Но я боюсь одного недоразумения. Ну, Фатум, Возмездие, Нравственный закон – пишите себе, что вам угодно с заглавной буквы. Но если вам и для этого, так сказать, внутреннего персонажа необходимо, чтобы нежное меццо-сопрано, чередуясь со старушечьим баском, выводило томное:

«Скажи мне, бабушка! Бабушка, скажи мне!» Если для Фатума, как для медиума, нужно то лампы тушить, то Мендельсона играть, то баюкать, то дурака ломать, то зрителя каким-то затейливым тайнословием в пот вгонять: «Кто ты, Анфиса?» – «Кто ты, Федор Иванович?» И это через полгода непрерывного прелюбодеяния, – так причем же тут и с фатумом какая-нибудь новизна? Может быть, Леонид Андреев просто подражает Чехову неудачно и на свой лад. Но из-за чего же тогда огород городить? И разве Чехов не сумел бы раздвоить какую-нибудь Анфису?

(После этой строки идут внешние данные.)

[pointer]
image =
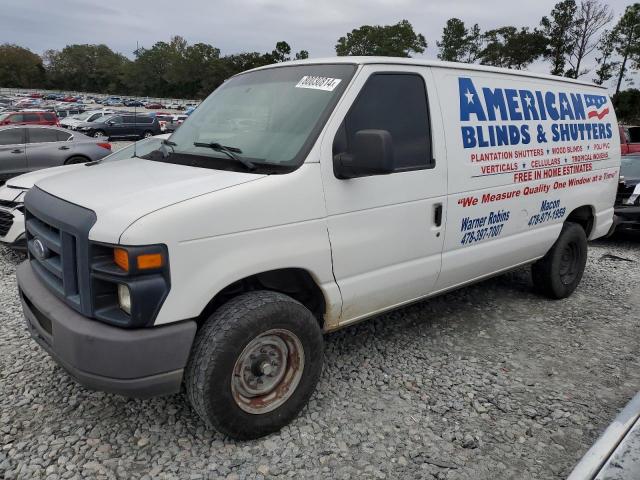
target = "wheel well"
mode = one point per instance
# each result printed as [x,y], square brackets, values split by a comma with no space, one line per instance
[583,216]
[295,282]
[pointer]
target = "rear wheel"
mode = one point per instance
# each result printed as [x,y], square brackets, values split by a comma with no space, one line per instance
[559,272]
[255,364]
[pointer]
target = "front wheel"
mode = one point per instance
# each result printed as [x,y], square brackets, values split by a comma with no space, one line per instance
[559,272]
[255,364]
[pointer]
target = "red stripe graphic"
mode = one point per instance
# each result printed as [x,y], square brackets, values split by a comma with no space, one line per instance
[594,113]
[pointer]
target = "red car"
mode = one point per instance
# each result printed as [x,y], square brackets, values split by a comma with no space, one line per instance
[29,118]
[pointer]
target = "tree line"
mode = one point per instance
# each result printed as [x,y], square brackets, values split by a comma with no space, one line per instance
[563,39]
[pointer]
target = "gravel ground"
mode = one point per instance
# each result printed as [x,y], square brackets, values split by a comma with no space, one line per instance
[489,382]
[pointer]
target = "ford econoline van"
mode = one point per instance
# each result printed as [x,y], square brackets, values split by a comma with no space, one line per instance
[300,198]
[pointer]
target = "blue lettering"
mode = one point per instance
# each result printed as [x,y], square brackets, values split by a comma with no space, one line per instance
[512,103]
[495,100]
[549,101]
[468,137]
[578,106]
[469,101]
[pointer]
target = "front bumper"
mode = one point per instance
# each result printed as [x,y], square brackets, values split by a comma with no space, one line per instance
[15,237]
[627,218]
[139,363]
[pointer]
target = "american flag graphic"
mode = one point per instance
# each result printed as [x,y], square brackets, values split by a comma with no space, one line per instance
[596,106]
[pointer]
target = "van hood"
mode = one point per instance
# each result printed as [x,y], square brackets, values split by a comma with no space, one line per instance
[28,180]
[121,192]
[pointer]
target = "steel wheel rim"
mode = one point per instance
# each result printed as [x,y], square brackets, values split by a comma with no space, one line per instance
[569,263]
[268,371]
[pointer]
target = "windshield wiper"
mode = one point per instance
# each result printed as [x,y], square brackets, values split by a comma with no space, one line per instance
[230,152]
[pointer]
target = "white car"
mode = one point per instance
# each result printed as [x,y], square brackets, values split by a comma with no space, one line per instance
[12,193]
[303,197]
[73,122]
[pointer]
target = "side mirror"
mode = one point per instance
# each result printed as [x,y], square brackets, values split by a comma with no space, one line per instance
[372,154]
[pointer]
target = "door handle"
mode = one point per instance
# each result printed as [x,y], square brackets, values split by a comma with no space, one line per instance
[437,214]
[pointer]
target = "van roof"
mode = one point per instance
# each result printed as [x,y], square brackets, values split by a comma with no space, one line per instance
[427,63]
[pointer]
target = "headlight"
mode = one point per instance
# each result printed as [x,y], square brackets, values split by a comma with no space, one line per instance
[124,298]
[129,283]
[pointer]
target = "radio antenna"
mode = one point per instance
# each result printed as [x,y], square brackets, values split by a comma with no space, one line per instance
[135,111]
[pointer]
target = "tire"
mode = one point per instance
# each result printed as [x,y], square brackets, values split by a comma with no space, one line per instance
[224,381]
[558,273]
[75,160]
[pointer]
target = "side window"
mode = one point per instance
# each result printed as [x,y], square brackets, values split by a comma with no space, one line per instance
[41,135]
[12,136]
[396,103]
[63,136]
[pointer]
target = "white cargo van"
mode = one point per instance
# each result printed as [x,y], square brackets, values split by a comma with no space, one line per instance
[300,198]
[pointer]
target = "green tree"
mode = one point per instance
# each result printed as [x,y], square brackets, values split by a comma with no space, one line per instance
[459,44]
[625,41]
[591,17]
[606,61]
[453,44]
[627,105]
[399,40]
[20,67]
[557,30]
[509,47]
[89,68]
[475,42]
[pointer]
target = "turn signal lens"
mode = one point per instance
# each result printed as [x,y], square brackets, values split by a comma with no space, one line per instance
[121,258]
[149,261]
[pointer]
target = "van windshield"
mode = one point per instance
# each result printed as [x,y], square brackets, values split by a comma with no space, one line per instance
[269,117]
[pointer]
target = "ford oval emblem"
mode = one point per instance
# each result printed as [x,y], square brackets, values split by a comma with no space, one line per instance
[39,250]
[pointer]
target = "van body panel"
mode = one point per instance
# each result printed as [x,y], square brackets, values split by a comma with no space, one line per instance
[219,238]
[514,171]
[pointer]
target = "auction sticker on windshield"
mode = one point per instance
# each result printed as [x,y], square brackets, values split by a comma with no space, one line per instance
[318,83]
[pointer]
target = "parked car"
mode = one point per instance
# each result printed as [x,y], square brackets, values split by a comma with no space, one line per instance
[32,147]
[173,124]
[122,126]
[86,117]
[29,118]
[12,193]
[629,139]
[627,206]
[353,187]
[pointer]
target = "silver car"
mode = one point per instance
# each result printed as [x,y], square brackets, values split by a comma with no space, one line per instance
[25,148]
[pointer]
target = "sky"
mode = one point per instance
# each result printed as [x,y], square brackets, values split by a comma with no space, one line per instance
[250,25]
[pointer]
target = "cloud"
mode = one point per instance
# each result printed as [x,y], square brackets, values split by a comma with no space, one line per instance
[247,25]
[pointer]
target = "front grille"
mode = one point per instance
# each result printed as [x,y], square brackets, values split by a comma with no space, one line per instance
[50,265]
[58,245]
[6,221]
[9,204]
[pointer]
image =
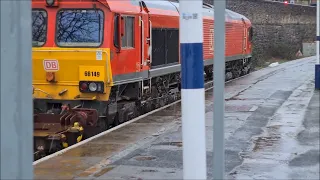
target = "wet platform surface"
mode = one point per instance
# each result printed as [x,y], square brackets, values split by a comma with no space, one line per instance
[271,132]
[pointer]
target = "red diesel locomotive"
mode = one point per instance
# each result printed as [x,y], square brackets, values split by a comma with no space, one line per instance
[98,63]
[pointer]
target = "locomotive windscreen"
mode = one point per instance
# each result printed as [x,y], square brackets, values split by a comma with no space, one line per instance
[165,47]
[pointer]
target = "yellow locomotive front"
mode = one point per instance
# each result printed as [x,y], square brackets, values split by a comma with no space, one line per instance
[72,77]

Нет, господа, перед нами точно нечто новое. «Анфиса» не только стихийное, органическое, но и сознательное, принципиальное отрицание чеховщины. «Анфиса» сводит ее на аксессуар. «Анфиса» интеллектуальна, она тревожна, требовательна.

Аляповатое зрелище это волнует новым волнением. В «Анфисе» не то, чтобы тема какая-то развивалась, а вся она из мысли выросла, мысль ее патетична.

Два мира в ней столкнулись. За один стоит прошлое, другой зарится на будущее. Один властен или по крайней мере таким себя воображает, другой жадный, завистливый, зверино-хитрый. Как тема, это было бы пошло, как художественно оправданная мысль – вечно.

Федор Иванович Костомаров – превосходный символ для первого мира. Карикатурно-жизненный и пошло-трагический, он положительно нов, этот осужденный царь жизни, который так настойчиво старается уверить других, а главное, себя, что «мы еще повоюем, черт возьми».

Вы не верите, что он точно хотел бы сделаться другом этого развращенного подростка, а я верю. Сочувствую ему, и когда он захлопывает дверь перед фиалом страдания и любви, но, главное, верю, что, когда Нина стоит перед ним на коленях и объявляет ему, что она – большая и может быть для него всем, что это она его соблазняет, а вовсе не он ее.

Есть в пьесе один характерный эпизод.

Во втором акте Нина, вбегая на сцену, со слезами рассказывает, что сейчас только и чуть что не у нее же на глазах застрелился гимназист, ее знакомый. Потом Костомаров проговаривается Анфисе, что он завидует дерзнувшему мальчику.

Одно движение пальца, и несмышленыш стал мужем.